Frédéric Gallois souligne que sans accord majoritaire (signé par les syndicats représentant 50% des suffrages exprimés lors des élections professionnelles), ce projet ne passera pas. Or FO, Unsa et CGT représentent 61% des forces syndicales en présence. Les autres syndicats, CFDT et la CFE-CGC, n’ont pas appelé à la mobilisation.

Jusqu’à 30 % d’absentéisme sur certains sites

Il rappelle également que l’accord existant répond déjà aux exigences de la direction en permettant de venir tôt le matin, de rester tard le soir et de travailler en équipe. Selon lui, il s’agit surtout de faire de nouvelles économies sur le dos des salariés.
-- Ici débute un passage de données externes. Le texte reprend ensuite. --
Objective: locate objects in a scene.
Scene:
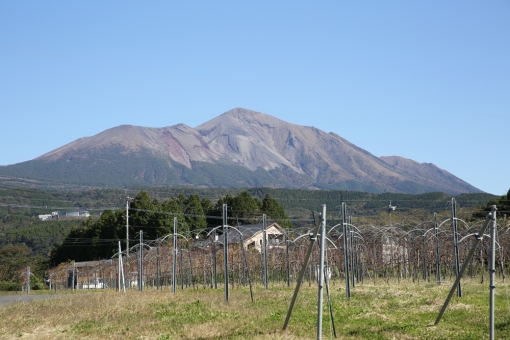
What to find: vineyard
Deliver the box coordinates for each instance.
[9,195,509,339]
[45,199,507,301]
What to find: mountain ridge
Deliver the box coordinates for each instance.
[0,108,482,194]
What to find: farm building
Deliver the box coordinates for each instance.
[225,222,286,252]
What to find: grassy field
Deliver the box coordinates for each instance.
[1,279,510,339]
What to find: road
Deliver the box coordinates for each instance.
[0,293,63,306]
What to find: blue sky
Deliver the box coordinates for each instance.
[1,1,508,195]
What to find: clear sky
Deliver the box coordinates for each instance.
[1,1,508,195]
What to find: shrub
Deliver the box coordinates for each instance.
[0,281,22,291]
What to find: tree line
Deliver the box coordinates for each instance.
[0,184,503,290]
[49,190,291,264]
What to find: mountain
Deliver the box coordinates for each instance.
[0,108,482,194]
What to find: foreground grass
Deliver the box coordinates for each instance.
[1,279,510,339]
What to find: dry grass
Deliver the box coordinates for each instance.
[1,279,510,339]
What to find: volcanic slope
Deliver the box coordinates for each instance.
[0,108,481,194]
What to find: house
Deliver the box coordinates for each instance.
[226,222,286,252]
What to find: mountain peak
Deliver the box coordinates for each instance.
[223,107,263,117]
[0,108,483,194]
[197,108,279,130]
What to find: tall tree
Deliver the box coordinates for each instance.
[231,191,262,224]
[161,197,188,235]
[262,194,293,228]
[184,194,207,235]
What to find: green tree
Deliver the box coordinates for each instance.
[50,211,125,264]
[161,198,188,235]
[184,194,207,235]
[213,191,264,226]
[0,244,31,282]
[261,194,293,228]
[231,191,262,224]
[130,190,165,239]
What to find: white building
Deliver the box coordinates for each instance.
[38,211,90,220]
[227,222,286,252]
[38,214,53,221]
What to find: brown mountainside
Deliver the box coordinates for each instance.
[4,108,481,194]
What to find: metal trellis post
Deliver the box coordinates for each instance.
[223,204,229,302]
[451,198,461,297]
[342,202,350,299]
[286,229,291,287]
[173,217,177,294]
[434,213,441,284]
[72,261,75,292]
[213,229,217,289]
[26,266,30,295]
[283,211,322,330]
[489,205,497,340]
[263,214,268,289]
[139,230,143,292]
[317,205,326,339]
[435,209,493,325]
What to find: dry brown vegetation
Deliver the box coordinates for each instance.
[2,279,510,339]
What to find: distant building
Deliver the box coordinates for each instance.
[38,211,90,220]
[52,211,90,218]
[38,214,53,221]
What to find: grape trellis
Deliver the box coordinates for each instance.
[46,201,506,295]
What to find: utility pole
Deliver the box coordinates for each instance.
[126,196,133,256]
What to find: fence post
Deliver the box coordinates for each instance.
[452,198,461,297]
[263,214,268,289]
[342,202,350,299]
[173,217,177,293]
[489,205,497,340]
[223,204,229,302]
[317,205,326,339]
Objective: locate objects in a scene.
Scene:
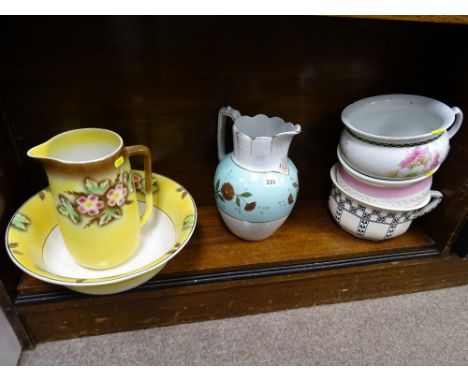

Les créanciers sont entrés au conseil d’administration, ajoute le délégué FO. Ils nous font subir un taux usurier de 8% sur la dette qui atteint désormais 250 millions d’euros. Tous les ans, on leur doit 20 millions d’euros, la pression est forte. Résultat, la part fixe des salaires est gelée depuis trois ans. En raison d’objectifs inatteignables, certains salariés ne touchent plus de part variable. Chez les commerciaux de terrain, l’absentéisme peut atteindre 20 à 30% sur certains sites, révélant l’ampleur de la souffrance au travail. Et aujourd’hui, on réorganise le temps de travail sans prévenir, poursuit-il. C’est la goutte d’eau.

Les syndicats restent mobilisés et envisagent une nouvelle journée d’action. Tant que rien n’est signé, on garde nos acquis, on va faire en sorte de peser encore dans les négociations, prévient Frédéric Gallois.